JDN, I exited because I'm super cautious. I agree with all of your points EXCEPT long term rates -- I think they will rise, not necessarily because of inflation, but because of increasing concerns about an "overheated" economy. Also, the dollar's not doing so hot lately, which hurts bonds by lessening their attractiveness to foreign investors.
I could be back in the stock market as soon as tomorrow -- two of my moderate models said to jump back in today. I do think this "correction" will hit its bottom soon because of cash being handed to so many workers in Christmas bonuses, year-end bonuses, profit-sharing plans, company 401k distributions, etc. And most of that will be pumped into the stock market by early February.

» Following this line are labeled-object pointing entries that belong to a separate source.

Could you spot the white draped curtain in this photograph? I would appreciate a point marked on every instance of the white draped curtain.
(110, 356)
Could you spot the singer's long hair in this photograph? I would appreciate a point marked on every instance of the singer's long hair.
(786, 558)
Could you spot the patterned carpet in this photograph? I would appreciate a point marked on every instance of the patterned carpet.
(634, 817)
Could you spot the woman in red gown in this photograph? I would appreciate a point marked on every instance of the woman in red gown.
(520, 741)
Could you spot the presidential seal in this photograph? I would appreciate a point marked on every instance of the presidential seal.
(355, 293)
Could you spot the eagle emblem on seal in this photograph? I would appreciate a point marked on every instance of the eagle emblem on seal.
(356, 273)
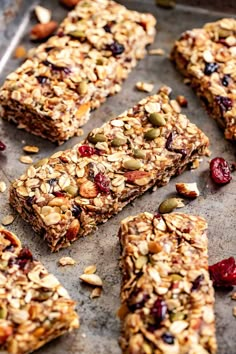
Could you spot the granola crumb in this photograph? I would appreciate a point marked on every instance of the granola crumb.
(26, 159)
(156, 51)
(96, 292)
(3, 187)
(31, 149)
(144, 86)
(7, 220)
(90, 269)
(63, 261)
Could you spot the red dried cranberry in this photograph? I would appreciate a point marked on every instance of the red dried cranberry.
(86, 151)
(225, 103)
(196, 283)
(168, 338)
(116, 48)
(102, 182)
(2, 146)
(223, 273)
(210, 68)
(220, 170)
(159, 310)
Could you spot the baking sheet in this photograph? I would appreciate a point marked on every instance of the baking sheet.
(99, 326)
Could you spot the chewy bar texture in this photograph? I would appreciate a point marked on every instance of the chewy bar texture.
(207, 57)
(167, 296)
(68, 194)
(34, 307)
(96, 46)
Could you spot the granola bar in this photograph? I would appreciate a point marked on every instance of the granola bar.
(96, 46)
(34, 307)
(207, 57)
(68, 194)
(167, 296)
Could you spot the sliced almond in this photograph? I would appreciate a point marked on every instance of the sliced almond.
(92, 279)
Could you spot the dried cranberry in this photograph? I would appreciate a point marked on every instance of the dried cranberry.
(159, 310)
(225, 80)
(223, 273)
(102, 182)
(116, 48)
(225, 103)
(210, 68)
(42, 79)
(86, 151)
(220, 170)
(2, 146)
(168, 338)
(196, 283)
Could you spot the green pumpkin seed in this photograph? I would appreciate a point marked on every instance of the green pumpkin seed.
(98, 138)
(118, 142)
(152, 134)
(168, 205)
(157, 119)
(177, 316)
(72, 190)
(140, 154)
(132, 164)
(41, 163)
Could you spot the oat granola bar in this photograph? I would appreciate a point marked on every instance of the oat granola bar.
(207, 57)
(167, 296)
(96, 46)
(34, 307)
(67, 195)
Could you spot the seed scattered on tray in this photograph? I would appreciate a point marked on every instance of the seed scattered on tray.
(92, 279)
(95, 293)
(90, 269)
(144, 86)
(7, 220)
(20, 52)
(26, 159)
(156, 51)
(3, 186)
(43, 15)
(66, 261)
(31, 149)
(189, 190)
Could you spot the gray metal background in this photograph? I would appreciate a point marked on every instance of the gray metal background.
(99, 326)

A second reason why I ducked out yesterday is concern about the divergence between the NASDAQ and the broad market. The NYSE still hasn't topped last summer's peak, and it's been basically flat as the NASDAQ soared. To me, big divergences imply upcoming volatility and a potential "snap-back" effect as the professionals unwind from one type of stock and rotate into another type. I had a wonderful 2-month run with FDEGX, and now I'm content to wait for a more reliable buy opportunity.
My appreciation of the buy-and-hold strategy hasn't waned, I assure you. And I do still think SUNW is a great company! (If you only knew how hard MSFT made it to put two almost identical applications that use similar components on a single server! Can't you just put the programs in different directories? Guess again!).